By Bonnie Gangelhoff
Don Sahli began his formal art education at the University of Texas in 1981, but one year later a meeting with renowned Russian colorist Sergei Bongart proved life-changing. At Bongart’s invitation, Sahli moved to California and became the master artist’s last apprentice. Today, the Colorado-based artist doesn’t hesitate in saying that the Bongart experience has been a major influence on his work. Like his mentor, Sahli relishes bringing emotion and color to the canvas. Since Southwest Art profiled Sahli in 1989, his body of work has expanded from plein-air painting to a broad array of subject matter. But his artistic goal remains the same—to convey the drama that first captured his attention, whether it emanates from a vase of peonies, a tray of oranges, or a stand of aspen trees.
Has your style or approach to your art changed since you first appeared in Southwest Art? In 1989, when I worked en plein air, I struggled to complete a 16-by-20 painting. Now, I work much larger, up to 30-by-40, and can paint several pieces a day when I’m focused and in the groove. My range of subject matter has also expanded. Today I have the confidence to approach any subject that moves me.
What is your proudest accomplishment so far? Being in the forest and painting in harmony with the scene.
Would you have done anything differently? Early on in my career, I had a 1977 Ford Bronco. It was the finest painting vehicle that I have ever owned. Stupidly, I sold it.
What advice do you give to artists just starting out in their careers? Learn to draw, and study what the masters studied. Don’t paint to sell. Stop talking about self-promotion and gallery sales, advertisements, and public relations. Work hard and paint miles and miles of canvas.
What motto do you live by? Shut up and fly. My son, Sam, told me this. To me this means just be who you are and paint.
What artists have influenced you? Sergei Bongart, Fiodor Sakharov, Nicolai Fechin, Isaac Levitan, Winslow Homer, and James McNeill Whistler.
What are you working on now?
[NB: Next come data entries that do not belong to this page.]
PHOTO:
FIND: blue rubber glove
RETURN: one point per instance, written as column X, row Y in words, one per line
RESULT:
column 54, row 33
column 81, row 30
I’m writing an art instruction book and looking for a publisher. In my painting, I’m taking color, value, and texture to the limit—much further than ever before.
What’s your next big goal? I’m developing a large body of work on the magnificent scenery in the Jackson Hole area. Once done, I will look for a gallery there. Also, I’m taking on an apprentice to help me work on large-scale paintings in the studio.
Saks Galleries, Denver, CO; Breckenridge
ine Art, Breckenridge, CO; Vail Fine Art, Vail, CO; Beaver Creek Fine Art, Beaver Creek, CO; Aspen Fine Art, Aspen, CO; Santa Fe Fine Art, Santa Fe, NM; Folger Gallery, Midland, TX; www.sahlistudio.com.
Small Gems, Saks Galleries, December 11-31.
Artist-in-Residence, Vail Fine Art Family of Galleries, February-March, 2010.
25th Anniversary Show, Folger Gallery, Spring 2010.
Nomadas del Arte, Southwest Gallery, Dallas, TX, April 2010.
First appearance in Southwest Art: Profile, October 1998
Awards won since then: I haven’t made winning awards a priority in my career, though I have received accolades both locally and nationally. My teacher, Sergei Bongart, told me long ago, “compete only with yourself. Do not compare yourself to others.”
Price change since then: In 1989, a 30-by-40 painting went for $1,250. Today it sells for $10,000.